Most patients in the study did not have clinically significant SI (12% at baseline). SI, if present, was either fleeting or only during parts of the day. Even so, caregivers may understandably overextend themselves in the hope of ‘saving the patient,’ by taking on more responsibility for the patient than is sustainable for long periods of time (20). He/she may also feel that taking care of his or her own health is not as important as taking care of the patient and discontinue ordinary activities such as exercising that maintain the caregiver’s own health (40). This may be particularly likely for those caregivers who live with the patient. Subsequently, caregivers may experience exacerbations of previous health issues or feel run-down by caring for their loved one.

Our second major result was that caregivers of patients with more SI and more depressed mood at baseline and follow-up points reported more depressed mood at each time interval than caregivers of patients with less SI and depression at each time interval. Most patients studied were experiencing only subsyndromal symptoms at study entry, with less than one-third (29%) meeting criteria for a major depressive episode. Even so, prior research has found that patients with subsyndromal and postepisode residual symptoms have significant psychosocial impairment, which in itself can be quite stressful for the caregiver (24, 41, 42). Caregivers may become frustrated and distressed over the extended period of time before patients are able to return to their prior work, education, and other everyday functions once they have been treated and are no longer in a major depressive episode (30).

In addition, the spouses of depressed persons are often genetically predisposed to depression through the avenue of ‘assortative mating’ (43, 44). One study showed that bipolar patients paired with spouses who themselves had depression had poorer psychosocial outcomes than bipolar patients whose spouses were not depressed (45).

Our results of this study may help to prospectively identify caregivers at risk for adverse health outcomes who may benefit from prevention-focused intervention. Caregivers endorsing poorer health should be counseled to follow through on routine medical checkups. Caregivers endorsing a depressed mood may benefit from an individual mental health referral. Caregivers can be offered a peer or clinician-administered intervention for family caregivers of patients with bipolar disorder such as The Family to Family program developed by the National Alliance for the Mentally Ill (20). Family psychoeducation interventions for bipolar disorder such as family focused therapy (FFT), which includes instructional material on caregiver self-care, may also be of benefit (46). FFT may be particularly beneficial for those caregivers who are living with the patients or for caregivers associated with patients who have more psychosocial dysfunction.
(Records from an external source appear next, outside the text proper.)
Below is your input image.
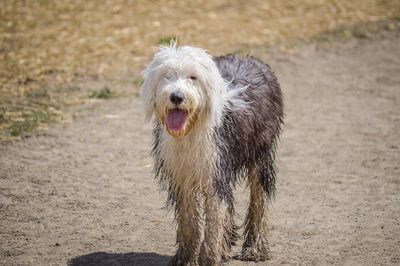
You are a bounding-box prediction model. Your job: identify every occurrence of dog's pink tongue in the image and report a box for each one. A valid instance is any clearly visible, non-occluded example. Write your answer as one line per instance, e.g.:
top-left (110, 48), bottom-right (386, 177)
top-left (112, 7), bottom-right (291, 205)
top-left (167, 109), bottom-right (188, 131)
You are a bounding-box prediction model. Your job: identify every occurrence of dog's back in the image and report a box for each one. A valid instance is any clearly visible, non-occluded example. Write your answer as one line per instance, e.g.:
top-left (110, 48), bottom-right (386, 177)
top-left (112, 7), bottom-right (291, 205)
top-left (215, 55), bottom-right (283, 196)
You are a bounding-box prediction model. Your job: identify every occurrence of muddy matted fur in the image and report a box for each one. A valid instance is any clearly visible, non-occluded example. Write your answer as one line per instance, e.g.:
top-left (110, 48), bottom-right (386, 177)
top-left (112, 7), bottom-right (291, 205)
top-left (142, 45), bottom-right (283, 265)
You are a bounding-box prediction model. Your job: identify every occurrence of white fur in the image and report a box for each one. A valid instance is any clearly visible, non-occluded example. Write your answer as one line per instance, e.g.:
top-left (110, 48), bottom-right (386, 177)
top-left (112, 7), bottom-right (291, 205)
top-left (142, 44), bottom-right (245, 190)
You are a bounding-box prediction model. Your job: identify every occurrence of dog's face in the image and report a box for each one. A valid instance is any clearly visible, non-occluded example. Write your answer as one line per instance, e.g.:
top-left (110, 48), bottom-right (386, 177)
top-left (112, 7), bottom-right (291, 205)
top-left (142, 46), bottom-right (225, 137)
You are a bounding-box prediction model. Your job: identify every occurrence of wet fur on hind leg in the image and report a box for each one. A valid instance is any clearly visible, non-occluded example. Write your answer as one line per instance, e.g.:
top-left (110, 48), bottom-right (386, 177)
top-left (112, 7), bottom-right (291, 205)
top-left (142, 45), bottom-right (283, 265)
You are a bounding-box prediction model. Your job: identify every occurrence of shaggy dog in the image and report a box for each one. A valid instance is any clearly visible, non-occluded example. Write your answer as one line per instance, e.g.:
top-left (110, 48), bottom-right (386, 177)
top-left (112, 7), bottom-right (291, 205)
top-left (142, 45), bottom-right (283, 265)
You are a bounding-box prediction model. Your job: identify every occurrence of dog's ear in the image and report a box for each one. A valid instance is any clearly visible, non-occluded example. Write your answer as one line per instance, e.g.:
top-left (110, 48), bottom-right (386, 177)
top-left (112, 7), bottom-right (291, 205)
top-left (141, 52), bottom-right (162, 121)
top-left (141, 64), bottom-right (158, 121)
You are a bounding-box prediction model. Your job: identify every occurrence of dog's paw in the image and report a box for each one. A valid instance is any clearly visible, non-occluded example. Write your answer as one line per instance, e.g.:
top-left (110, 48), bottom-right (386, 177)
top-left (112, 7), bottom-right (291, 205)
top-left (234, 246), bottom-right (271, 261)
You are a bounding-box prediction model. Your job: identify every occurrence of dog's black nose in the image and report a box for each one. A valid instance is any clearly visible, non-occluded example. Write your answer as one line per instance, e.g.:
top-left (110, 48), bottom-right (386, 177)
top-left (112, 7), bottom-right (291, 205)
top-left (169, 91), bottom-right (185, 104)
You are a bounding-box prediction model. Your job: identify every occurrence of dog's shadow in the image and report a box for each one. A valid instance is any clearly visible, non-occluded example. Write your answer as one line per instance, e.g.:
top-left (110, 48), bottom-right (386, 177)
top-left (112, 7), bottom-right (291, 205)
top-left (68, 252), bottom-right (172, 266)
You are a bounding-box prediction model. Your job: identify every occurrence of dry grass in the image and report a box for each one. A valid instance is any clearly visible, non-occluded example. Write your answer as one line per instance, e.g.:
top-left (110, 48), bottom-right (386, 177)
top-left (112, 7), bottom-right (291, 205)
top-left (0, 0), bottom-right (400, 139)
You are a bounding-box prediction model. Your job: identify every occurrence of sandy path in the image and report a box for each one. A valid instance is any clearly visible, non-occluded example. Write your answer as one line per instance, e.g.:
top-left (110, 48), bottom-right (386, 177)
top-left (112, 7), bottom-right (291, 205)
top-left (0, 34), bottom-right (400, 265)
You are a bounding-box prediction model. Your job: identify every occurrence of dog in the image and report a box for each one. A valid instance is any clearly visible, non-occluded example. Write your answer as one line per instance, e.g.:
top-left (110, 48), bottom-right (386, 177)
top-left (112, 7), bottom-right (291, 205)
top-left (141, 44), bottom-right (284, 265)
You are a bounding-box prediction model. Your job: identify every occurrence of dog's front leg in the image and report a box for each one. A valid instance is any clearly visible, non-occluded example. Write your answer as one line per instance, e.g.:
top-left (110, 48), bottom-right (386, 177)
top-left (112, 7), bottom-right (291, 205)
top-left (169, 190), bottom-right (201, 266)
top-left (200, 184), bottom-right (230, 266)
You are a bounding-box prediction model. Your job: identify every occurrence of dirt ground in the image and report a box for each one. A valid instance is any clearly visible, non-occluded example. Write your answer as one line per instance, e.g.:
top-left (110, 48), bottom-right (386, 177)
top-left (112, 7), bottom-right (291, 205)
top-left (0, 33), bottom-right (400, 265)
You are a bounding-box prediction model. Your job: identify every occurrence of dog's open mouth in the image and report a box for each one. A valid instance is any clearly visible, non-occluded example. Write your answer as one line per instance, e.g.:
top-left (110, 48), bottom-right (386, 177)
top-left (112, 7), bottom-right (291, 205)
top-left (165, 108), bottom-right (189, 132)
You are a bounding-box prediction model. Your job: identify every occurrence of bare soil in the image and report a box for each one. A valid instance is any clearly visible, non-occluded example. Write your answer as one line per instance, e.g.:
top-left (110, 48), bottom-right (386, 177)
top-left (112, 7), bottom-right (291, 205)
top-left (0, 33), bottom-right (400, 265)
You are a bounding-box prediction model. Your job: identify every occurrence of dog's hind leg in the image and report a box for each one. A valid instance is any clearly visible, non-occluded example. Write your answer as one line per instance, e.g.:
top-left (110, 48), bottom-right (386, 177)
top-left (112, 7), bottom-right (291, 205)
top-left (200, 185), bottom-right (233, 266)
top-left (238, 167), bottom-right (270, 261)
top-left (169, 188), bottom-right (201, 266)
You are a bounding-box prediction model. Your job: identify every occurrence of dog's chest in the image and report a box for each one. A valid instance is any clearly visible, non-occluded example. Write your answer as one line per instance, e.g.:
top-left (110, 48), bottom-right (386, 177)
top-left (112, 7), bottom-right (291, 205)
top-left (160, 131), bottom-right (217, 182)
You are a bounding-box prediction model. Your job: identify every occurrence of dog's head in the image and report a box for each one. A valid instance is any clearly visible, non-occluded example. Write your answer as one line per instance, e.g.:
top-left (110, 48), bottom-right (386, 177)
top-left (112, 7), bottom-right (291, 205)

FFT has also been adapted to treat suicidal symptoms in the bipolar patient (14). Once engaged in family treatment, the caregivers and patients can be assisted to have open discussions of the patient’s SI or previous attempts. Such discussions may help to identify prodromal symptoms (such as depression and hopelessness) or psychosocial stressors (such as a job or relationship loss) that have been associated with the prior attempts. Developing a plan of how to address the patients’ future suicidal feelings or behaviors may help to relieve caregivers’ strain as well as decrease the likelihood of the patients’ future suicide attempts (40).

The generalizability of the results may be limited for several reasons. First, STEP-BD was based at academic, specialty, and tertiary-care sites across the United States, which may have attracted a more select population than might be found in the general population. The population of STEP-BD was of limited diversity in both race and socioeconomic status. Minority populations tend to have less access to health care and experience a lower overall quality of health care (47). Future studies are needed to examine minority caregivers and mechanisms of association between patients’ symptoms and caregivers’ health status. Second, our results may have underestimated the impact of patient SI/attempt history as well as depression on caregivers, since patients who were more depressed and suicidal were more likely to drop out of the study. Third, this study included only the general health scale of the SF-36. Consequently, we are not able to make statements about other areas of physical health, and this would be an important area for further study.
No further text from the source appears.